When saving a new lesson, cmemory embeds it and compares against all existing lessons. If anything scores above 0.50 similarity, it refuses the save and tells Claude about the duplicate — including the existing lesson's ID so Claude can use replace_id to update it instead, or force to save it anyway.
This prevents the lesson store from filling up with 15 variations of the same insight.
Every time a lesson is saved, rejected, or the profile is updated, cmemory rewrites three managed sections in your project's CLAUDE.md:
- Tools section — Instructions for how to use the MCP tools (matches the nudge 1:1)
- Profile section — The project profile (stack, architecture, conventions)
- Lessons section — The 10 most recent lessons as bullet points
Each section is wrapped in HTML comment markers (<!-- cmemory:tools-start --> / <!-- cmemory:tools-end -->). cmemory only touches content between its markers — everything else in CLAUDE.md is preserved.
This means when Claude starts a new session and reads CLAUDE.md, it immediately sees the project profile and recent lessons before it even uses any tools.

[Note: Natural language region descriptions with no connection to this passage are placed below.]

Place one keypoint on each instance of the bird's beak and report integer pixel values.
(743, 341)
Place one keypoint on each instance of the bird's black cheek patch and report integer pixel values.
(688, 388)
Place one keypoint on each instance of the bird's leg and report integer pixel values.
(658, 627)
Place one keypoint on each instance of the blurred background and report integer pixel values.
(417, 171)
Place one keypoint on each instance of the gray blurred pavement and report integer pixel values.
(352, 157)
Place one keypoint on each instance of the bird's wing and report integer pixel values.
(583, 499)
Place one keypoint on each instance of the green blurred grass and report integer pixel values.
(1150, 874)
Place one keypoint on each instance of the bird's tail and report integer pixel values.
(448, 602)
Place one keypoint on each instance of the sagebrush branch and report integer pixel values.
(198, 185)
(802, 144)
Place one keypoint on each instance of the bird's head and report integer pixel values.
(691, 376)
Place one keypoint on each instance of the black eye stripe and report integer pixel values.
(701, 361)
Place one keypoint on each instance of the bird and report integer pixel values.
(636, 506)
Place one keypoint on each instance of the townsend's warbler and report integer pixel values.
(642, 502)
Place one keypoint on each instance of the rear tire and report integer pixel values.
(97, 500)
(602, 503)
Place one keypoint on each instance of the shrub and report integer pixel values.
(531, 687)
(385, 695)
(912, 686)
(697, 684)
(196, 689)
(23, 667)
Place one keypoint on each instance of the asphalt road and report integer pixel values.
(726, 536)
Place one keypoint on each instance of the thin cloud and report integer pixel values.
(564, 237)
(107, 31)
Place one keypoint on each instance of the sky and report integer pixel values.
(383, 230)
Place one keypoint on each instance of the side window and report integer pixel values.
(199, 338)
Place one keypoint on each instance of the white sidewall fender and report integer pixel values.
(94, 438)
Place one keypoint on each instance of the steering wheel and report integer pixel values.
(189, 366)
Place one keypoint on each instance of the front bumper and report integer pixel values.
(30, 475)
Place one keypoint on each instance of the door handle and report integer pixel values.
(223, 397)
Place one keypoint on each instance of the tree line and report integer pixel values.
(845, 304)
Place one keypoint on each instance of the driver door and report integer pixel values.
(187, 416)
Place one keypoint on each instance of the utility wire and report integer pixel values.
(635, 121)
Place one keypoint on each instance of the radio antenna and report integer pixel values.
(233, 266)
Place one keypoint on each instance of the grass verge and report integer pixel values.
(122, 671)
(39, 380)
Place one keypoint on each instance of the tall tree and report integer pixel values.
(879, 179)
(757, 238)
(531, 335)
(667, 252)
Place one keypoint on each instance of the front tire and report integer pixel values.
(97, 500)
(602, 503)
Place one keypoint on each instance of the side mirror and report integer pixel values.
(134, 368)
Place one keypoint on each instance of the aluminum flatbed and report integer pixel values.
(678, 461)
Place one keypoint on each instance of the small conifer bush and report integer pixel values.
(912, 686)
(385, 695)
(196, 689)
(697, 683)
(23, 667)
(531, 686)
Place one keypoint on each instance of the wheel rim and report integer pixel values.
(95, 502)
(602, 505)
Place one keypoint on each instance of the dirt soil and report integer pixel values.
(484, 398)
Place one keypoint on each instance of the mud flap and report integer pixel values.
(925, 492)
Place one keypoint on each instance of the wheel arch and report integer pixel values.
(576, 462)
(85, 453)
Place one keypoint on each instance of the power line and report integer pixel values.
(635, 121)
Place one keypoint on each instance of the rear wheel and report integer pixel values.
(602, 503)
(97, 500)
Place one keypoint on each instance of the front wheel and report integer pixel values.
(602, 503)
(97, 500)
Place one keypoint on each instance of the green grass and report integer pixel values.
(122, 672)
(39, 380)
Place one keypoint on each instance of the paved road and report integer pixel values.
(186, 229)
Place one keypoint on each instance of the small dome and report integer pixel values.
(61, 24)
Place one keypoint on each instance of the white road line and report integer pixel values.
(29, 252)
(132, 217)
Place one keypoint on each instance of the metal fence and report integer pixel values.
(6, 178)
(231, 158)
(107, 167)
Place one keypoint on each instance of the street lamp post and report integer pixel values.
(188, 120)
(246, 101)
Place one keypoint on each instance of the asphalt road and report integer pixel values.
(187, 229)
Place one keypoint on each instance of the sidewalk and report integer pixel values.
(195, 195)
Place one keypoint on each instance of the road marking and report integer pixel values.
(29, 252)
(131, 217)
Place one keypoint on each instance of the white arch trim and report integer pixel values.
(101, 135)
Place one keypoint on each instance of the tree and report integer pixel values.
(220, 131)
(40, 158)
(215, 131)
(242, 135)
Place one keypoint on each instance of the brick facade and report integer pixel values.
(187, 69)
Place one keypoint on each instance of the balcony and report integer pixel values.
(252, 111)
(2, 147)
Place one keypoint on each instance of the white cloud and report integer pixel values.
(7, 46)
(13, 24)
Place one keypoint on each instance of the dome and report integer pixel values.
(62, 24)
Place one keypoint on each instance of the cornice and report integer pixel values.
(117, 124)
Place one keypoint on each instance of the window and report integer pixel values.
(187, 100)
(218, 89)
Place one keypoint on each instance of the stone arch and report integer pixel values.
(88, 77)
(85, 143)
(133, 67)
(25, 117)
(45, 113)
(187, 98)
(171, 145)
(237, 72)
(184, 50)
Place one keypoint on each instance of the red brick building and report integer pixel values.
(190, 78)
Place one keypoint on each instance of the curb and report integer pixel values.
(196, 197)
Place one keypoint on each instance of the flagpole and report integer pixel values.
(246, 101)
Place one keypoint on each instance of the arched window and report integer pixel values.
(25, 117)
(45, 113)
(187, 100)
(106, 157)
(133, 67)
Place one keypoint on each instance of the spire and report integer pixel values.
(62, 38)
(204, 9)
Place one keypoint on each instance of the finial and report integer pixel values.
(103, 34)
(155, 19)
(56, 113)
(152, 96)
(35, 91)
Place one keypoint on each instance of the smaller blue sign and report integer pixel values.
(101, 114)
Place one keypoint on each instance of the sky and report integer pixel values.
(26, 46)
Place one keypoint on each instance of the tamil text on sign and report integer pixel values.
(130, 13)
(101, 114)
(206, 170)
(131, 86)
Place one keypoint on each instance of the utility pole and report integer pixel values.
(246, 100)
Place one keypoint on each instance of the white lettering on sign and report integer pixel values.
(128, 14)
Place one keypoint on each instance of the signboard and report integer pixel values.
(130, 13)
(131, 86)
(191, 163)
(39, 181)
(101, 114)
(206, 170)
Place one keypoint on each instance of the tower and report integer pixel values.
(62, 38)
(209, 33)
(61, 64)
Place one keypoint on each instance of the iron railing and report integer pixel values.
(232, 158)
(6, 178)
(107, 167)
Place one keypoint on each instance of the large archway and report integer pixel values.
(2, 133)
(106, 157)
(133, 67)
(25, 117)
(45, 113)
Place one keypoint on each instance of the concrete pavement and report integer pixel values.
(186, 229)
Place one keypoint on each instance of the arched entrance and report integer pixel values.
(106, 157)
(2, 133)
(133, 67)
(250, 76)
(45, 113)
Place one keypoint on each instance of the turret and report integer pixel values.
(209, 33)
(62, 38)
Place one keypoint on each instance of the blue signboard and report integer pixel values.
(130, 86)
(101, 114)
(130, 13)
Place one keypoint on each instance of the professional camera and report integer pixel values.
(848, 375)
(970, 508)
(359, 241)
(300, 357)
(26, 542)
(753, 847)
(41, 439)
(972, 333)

All data lives in two JSON files per project:
your-project/
.claude/
cmemory/
lessons.json # Array of lessons with embeddings
profile.json # Project profile text
A lesson looks like:
{
"id": "uuid",
"content": "The auth middleware silently swallows 401s when...",
"tags": ["auth", "middleware"],
"embedding": [0.012, -0.034, ...], // 768 floats
"createdAt": "2025-01-15T...",
"updatedAt": "2025-01-15T...",
"source": "manual"
}No database. No migrations. JSON files you can read, edit, or delete with any tool.
| Command | Description |
|---|---|
cmemory install |
One-time setup: registers hook + MCP server with Claude Code |
cmemory init |
Initialize cmemory in the current project |
cmemory status |
Show lesson count, profile status, hook health |
cmemory lessons |
List all lessons |
cmemory lessons --search "query" |
Semantic search across lessons |
cmemory add "lesson text" |
Add a lesson from the command line |
cmemory forget <id> |
Remove a lesson by ID (prefix match) |
cmemory profile |
View the current project profile |
cmemory profile set |
Set profile from stdin |
cmemory profile clear |
Clear the project profile |
cmemory sync |
Re-sync CLAUDE.md with current data |
cmemory is ~400 lines of actual logic spread across 8 files. There is no scheduler, no background process, no queue, no cache invalidation, no config file format, no plugin system.
The design is:
- Nudge on every prompt so Claude actually uses the tools
- Four MCP tools so Claude can read and write lessons
- Cosine similarity search so retrieval is semantic, not keyword-based
- Adaptive thresholds so results are good from the start
- LRU eviction so storage stays bounded
- Dedup on save so the store doesn't fill with noise
- CLAUDE.md sync so new sessions start with context
Each piece is obvious. None of them are clever. That's the point.